Document Chat (RAG)
Upload PDFs, ingest them into a local vector store, and chat with your documents using retrieval-augmented generation.
How RAG Works
Retrieval-Augmented Generation (RAG) combines the power of semantic search with LLM reasoning. Documents are chunked, embedded, and stored in a vector database. When you ask a question, the system retrieves the most relevant chunks and uses them to ground the AI's response.
PDF Ingestion
Upload and parse PDF documents with text extraction.
Semantic Chunking
Break documents into meaningful segments with overlap.
Vector Storage
Embed chunks using OpenAI or local models and store in MongoDB.
Hybrid Search
Combine keyword and semantic search for best retrieval.
Document Ingestion API
Use the REST API to upload documents and trigger the ingestion pipeline.

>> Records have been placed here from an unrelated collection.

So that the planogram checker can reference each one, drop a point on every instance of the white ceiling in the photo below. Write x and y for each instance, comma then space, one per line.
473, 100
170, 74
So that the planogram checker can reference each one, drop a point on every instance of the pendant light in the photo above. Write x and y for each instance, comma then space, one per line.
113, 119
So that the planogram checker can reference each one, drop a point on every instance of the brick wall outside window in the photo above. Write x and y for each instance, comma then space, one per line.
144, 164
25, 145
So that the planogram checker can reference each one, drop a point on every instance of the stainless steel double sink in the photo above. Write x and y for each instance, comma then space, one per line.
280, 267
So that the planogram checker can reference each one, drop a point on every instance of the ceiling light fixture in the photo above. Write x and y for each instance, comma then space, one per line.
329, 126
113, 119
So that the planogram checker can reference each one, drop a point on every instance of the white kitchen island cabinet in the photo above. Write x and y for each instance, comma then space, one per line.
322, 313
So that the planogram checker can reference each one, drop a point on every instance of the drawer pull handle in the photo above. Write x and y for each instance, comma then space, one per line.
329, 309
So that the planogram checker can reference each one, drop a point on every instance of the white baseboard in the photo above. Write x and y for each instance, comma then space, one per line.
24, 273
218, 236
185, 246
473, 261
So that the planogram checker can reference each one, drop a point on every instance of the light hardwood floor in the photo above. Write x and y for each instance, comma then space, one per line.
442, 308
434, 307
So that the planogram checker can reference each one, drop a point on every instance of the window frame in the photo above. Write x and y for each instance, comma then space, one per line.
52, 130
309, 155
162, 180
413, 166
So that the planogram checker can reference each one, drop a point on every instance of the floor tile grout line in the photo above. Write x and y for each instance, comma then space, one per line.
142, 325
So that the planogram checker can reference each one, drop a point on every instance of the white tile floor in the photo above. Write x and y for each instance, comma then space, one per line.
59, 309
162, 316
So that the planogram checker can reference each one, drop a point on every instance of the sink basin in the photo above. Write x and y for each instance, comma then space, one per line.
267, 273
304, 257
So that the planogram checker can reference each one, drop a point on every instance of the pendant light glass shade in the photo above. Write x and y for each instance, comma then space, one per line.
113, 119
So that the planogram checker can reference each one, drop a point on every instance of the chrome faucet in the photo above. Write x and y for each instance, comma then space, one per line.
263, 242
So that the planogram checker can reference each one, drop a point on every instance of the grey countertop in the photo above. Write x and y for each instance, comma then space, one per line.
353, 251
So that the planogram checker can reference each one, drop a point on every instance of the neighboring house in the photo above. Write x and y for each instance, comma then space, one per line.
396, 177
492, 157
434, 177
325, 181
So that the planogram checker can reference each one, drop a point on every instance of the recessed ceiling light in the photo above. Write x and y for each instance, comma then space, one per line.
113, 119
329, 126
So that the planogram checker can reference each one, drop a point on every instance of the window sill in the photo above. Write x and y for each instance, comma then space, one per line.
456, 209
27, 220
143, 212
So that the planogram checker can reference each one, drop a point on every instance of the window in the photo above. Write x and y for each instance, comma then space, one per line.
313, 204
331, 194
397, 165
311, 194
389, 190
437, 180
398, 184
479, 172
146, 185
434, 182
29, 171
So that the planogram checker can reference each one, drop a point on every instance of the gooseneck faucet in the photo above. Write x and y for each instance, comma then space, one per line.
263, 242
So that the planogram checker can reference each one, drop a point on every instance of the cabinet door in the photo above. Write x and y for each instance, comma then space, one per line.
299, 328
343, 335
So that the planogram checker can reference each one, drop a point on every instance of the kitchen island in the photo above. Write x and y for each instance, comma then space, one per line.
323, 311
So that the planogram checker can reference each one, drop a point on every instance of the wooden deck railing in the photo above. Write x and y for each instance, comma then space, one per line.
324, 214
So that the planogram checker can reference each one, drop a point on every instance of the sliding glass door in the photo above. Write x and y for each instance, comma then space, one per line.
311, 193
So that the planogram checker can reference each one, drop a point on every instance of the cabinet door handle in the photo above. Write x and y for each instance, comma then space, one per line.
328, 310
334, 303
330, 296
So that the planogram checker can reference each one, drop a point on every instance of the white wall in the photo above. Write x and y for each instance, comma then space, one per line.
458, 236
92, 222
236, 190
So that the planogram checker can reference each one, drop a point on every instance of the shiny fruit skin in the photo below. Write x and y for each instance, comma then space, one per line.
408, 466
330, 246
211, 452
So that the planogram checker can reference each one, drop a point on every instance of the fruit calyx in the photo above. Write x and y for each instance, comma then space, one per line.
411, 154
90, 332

curl -X POST http://localhost:5000/api/v1/documents/upload \
-F "file=@research_paper.pdf" \
-F "metadata={\"title\":\"AI Research\",\"tags\":[\"ai\",\"ml\"]}"
# Response:
{
"document_id": "doc_abc123",
"chunks_created": 45,
"status": "indexed"
}Querying Documents
Ask natural language questions and get answers grounded in your uploaded documents with source citations.
{
"query": "What are the key findings about neural networks?",
"document_ids": ["doc_abc123"],
"top_k": 5
}
# Response:
{
"answer": "The key findings indicate that...",
"sources": [
{ "chunk_id": "chunk_12", "page": 3, "relevance": 0.92 },
{ "chunk_id": "chunk_45", "page": 8, "relevance": 0.88 }
]
}Privacy & Local Storage
All document embeddings and vector data are stored locally in MongoDB. No data is sent to external services unless you explicitly configure an external embedding API. You can use local embedding models for complete offline operation.